Hunter Osborn, 19, says a fellow football player dared him to expose himself during a yearbook photo which has been circulating for months in football game programs and the yearbook before the school realized what happened.
The Arizona Red Mountain High School Senior now sits at home wearing an electronic monitoring device after admitting to exposing himself in his Varsity team football photo. Police have charged him with 69 counts of indecent exposure and one count of furnishing harmful items to minors, which is a felony.
Apparently, more than three thousand students received a copy of the yearbook with the NSFW photo.
“When people told me about it I thought it was a big thing, but when I looked at it like you can’t really tell, it’s kinda hard to see,” student Zach Anthony told KSAZ-TV.

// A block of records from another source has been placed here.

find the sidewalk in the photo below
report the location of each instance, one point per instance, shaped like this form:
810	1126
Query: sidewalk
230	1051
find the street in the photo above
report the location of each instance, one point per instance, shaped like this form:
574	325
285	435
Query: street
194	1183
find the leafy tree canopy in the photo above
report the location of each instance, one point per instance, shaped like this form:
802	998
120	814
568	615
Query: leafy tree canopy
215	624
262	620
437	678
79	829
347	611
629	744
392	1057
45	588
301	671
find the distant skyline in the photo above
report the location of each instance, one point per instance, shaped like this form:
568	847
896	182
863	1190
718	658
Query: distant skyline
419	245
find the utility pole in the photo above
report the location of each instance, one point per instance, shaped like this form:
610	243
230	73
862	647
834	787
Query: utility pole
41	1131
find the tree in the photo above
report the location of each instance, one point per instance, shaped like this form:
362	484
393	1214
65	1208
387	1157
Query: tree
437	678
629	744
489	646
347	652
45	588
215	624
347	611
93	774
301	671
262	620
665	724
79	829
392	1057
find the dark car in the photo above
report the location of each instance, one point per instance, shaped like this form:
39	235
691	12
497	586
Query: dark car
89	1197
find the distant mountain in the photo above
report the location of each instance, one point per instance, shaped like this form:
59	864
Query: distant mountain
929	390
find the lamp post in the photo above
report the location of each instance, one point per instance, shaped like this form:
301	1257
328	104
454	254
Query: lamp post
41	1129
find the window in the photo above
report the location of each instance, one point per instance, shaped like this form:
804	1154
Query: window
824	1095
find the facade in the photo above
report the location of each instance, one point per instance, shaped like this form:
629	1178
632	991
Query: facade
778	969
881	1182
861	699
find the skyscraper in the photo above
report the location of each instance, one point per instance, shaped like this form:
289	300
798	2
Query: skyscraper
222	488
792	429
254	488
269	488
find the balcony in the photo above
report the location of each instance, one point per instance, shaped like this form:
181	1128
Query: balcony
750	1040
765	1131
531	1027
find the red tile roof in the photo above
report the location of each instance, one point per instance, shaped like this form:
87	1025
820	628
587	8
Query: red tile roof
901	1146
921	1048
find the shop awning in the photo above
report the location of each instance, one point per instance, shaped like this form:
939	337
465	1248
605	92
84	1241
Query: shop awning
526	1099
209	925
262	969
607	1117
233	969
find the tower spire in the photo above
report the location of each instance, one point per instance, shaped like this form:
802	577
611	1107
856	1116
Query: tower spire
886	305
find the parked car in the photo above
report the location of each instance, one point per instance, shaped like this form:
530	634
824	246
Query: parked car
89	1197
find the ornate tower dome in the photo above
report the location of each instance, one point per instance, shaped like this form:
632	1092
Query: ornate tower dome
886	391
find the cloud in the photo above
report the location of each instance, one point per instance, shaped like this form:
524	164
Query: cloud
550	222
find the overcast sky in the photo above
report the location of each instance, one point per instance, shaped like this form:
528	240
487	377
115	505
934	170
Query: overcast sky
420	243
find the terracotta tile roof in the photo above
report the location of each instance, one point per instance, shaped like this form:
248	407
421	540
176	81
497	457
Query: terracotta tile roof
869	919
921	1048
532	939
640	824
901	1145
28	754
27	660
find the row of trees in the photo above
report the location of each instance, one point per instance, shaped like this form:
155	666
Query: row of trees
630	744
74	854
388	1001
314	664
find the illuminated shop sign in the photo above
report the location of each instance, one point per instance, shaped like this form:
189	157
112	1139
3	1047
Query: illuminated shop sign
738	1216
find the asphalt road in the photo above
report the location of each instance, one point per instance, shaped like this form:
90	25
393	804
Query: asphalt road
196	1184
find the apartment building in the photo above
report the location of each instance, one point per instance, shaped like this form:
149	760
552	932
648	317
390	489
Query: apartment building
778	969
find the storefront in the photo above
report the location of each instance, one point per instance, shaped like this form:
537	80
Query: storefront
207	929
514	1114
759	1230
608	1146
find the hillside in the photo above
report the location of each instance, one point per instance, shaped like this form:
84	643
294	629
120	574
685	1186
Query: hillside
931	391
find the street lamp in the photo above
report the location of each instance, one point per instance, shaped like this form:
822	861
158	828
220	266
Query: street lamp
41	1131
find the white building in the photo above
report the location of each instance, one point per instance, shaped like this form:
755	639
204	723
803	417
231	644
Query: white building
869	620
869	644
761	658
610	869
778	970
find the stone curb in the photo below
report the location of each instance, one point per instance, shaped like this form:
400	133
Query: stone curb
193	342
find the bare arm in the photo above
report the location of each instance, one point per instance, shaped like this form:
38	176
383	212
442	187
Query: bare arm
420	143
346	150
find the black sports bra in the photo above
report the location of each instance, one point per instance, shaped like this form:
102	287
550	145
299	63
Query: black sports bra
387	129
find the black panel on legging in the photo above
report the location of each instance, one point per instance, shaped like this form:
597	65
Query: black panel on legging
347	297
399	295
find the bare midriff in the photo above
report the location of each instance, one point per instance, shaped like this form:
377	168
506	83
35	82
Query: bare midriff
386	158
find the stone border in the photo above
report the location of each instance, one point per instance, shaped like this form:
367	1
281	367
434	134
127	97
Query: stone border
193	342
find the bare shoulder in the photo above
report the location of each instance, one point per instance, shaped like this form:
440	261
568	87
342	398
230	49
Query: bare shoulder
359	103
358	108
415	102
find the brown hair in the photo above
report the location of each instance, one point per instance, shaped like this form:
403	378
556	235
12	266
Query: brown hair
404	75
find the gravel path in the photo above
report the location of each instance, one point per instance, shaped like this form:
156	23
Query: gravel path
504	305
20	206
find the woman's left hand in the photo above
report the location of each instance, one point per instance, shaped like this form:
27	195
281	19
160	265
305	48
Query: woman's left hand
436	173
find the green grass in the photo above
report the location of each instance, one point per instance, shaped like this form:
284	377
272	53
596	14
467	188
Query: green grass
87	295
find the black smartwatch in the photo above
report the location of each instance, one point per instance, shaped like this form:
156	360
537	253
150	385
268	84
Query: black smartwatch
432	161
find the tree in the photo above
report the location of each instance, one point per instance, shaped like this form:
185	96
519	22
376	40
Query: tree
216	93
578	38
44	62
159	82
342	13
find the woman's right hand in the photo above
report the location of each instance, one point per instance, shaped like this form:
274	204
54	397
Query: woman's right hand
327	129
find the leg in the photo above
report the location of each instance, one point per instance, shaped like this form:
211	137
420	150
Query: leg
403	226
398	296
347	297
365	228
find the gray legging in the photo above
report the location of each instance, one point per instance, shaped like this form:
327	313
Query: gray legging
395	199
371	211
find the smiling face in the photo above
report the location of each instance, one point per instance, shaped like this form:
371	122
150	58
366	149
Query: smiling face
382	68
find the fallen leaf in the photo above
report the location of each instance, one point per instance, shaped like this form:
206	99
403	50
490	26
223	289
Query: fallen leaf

“At first, it was kind of like a joke, but then once we found out the consequences he has to face for this, we all feel really bad for him, and we don’t think it’s very fair,” said Brooke Bodrero.
“To me it’s a prank that really just went wrong, and if they’re going to persecute him, they need to pull in the administration of the school, they need to pull in maybe the kid that did the prank,” said Jim Borsheim.
Osborn told Mesa police that he was “disgusted by what he had done.”
School officials have recalled the yearbook so that they can “make a minor but critical edit for the inappropriate content.”
His preliminary hearing is set for May 20.
Mesa Public Schools released the following statement to local news outlets:
“The district is dismayed by the actions of the students involved in the photograph.
Their behavior does not reflect the values of Red Mountain High School or Mesa Public Schools.
Upon learning of the photograph, school administration immediately contacted police and is cooperating fully with the investigation.
Disciplinary action will follow policy and may be based on the outcome of the police investigation.
The school and district are conducting an investigation to determine what actions might have prevented the publication of the photograph, so appropriate safeguards can be put in place going forward.
While the small size of the photograph as published makes the details difficult to discern, the yearbook has been recalled so the school can make a minor but critical edit for the inappropriate content.”